Очевидно, что после поражения восстания в Варшаве власть во всей стране перейдет в руки коммунистов»{171}.
По прошествии ряда лет Филипп Джибс, английский романист, весьма посредственный, но вдохновляемый высокими и хорошо осведомленными польскими эмигрантскими кругами, в очень объемистом произведении «Свобода не имеет цены» вложил в уста повстанческого командира такую декларацию:
« Мы будем сражаться до конца, резко бросил полковник, будем сражаться до последнего патрона. Спроси любого из этих ребят! Они скажут тебе то же самое. Они предпочитают смерть позору. Они полны гордости да и какое будущее их ждет? Русское ярмо. Лагеря принудительного труда. Утрата веры. Кабала душ. Лучше смерть!»{172}
То же самое скажет вполне серьезно политик, пилсудчик, варшавский деятель времен восстания, слова которого записал, пожалуй объективно, близкий ему Фердинанд Гоетель:
«Каждую минуту слышатся проклятия и жалобы по поводу того, что красные войска остановились по ту сторону Вислы и не вошли в Варшаву. Допустим, что, войдя, они обошлись бы с нашими солдатами великодушно или, что хуже, признали бы наши подпольные власти. Вы представляете, что бы тогда произошло? Только горсть людей сохранила бы память обо всем, с чем мы столкнулись во время этой войны. Остальные поддались бы порыву, внешней стороне свободы, подобно тому, как они опьянели от нее в первые дни восстания. Тогда бы мы политически могли все проиграть и с криками «виват!» все подписать. А так, по крайней мере, протестуют оставшиеся после нас руины»{173}.
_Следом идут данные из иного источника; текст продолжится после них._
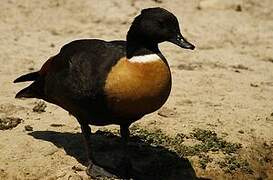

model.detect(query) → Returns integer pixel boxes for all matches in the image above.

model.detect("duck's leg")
[78,120,115,178]
[120,123,132,177]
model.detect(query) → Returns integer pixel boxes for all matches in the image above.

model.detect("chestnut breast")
[104,55,171,118]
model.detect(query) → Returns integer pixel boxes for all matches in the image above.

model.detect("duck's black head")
[127,7,195,54]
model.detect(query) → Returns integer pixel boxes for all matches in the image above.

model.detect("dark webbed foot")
[86,161,117,178]
[78,118,133,178]
[77,121,115,178]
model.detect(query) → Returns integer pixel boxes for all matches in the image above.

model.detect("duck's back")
[43,40,127,119]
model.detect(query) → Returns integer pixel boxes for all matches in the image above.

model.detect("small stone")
[177,63,201,71]
[158,107,177,118]
[238,130,244,134]
[24,125,33,131]
[152,0,162,3]
[250,83,259,87]
[33,101,47,113]
[266,116,273,122]
[50,124,65,127]
[0,117,22,130]
[235,5,242,12]
[72,165,85,171]
[231,64,250,71]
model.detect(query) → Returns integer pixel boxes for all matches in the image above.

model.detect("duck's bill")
[169,34,195,50]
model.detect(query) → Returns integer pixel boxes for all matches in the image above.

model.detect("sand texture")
[0,0,273,179]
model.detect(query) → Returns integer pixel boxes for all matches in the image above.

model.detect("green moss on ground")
[218,155,253,174]
[101,125,253,174]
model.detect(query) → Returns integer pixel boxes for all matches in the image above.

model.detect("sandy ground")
[0,0,273,179]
Если речь шла об этом, то, как и в отношении «Бури», в целом следует задуматься, не были ли ее конечные и наиважнейшие политические и исторические цели все же осуществлены. Варшавская трагедия долгие годы лежала тяжким грузом на всей польской жизни и еще до сих пор сбивает с толку многих поляков.
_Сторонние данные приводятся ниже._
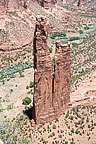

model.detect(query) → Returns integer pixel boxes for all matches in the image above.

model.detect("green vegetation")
[0,109,3,112]
[22,97,32,105]
[65,110,69,118]
[0,61,34,82]
[30,81,34,88]
[84,26,90,30]
[71,31,96,90]
[52,124,56,129]
[10,89,13,94]
[48,48,53,53]
[50,32,66,39]
[69,36,80,41]
[48,132,55,138]
[72,42,78,47]
[7,104,13,110]
[71,128,74,133]
[75,129,80,134]
[79,30,83,34]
Сделаны проходы в баррикадах, и измученные колонны повстанческих батальонов в сомкнутом строю, исполненные горечи и достоинства, вступают в густые шпалеры конвоя победителей. В поставленные корзины падают автоматы: трофейные немецкие «шмайсеры», собственные подпольные «молнии», сброшенные с парашютами английские «стэны» и советские ППШ. До конца верные приказу, повстанцы идут на запад. Мы знаем, они сделали все, что было в их силах, знаем, что они великолепно сражались, что, выполняя свой солдатский долг и проявляя искреннюю, настоящую волю к борьбе до конца, они служили родине. Ничто не умалит заслуженного ими венка солдатской славы.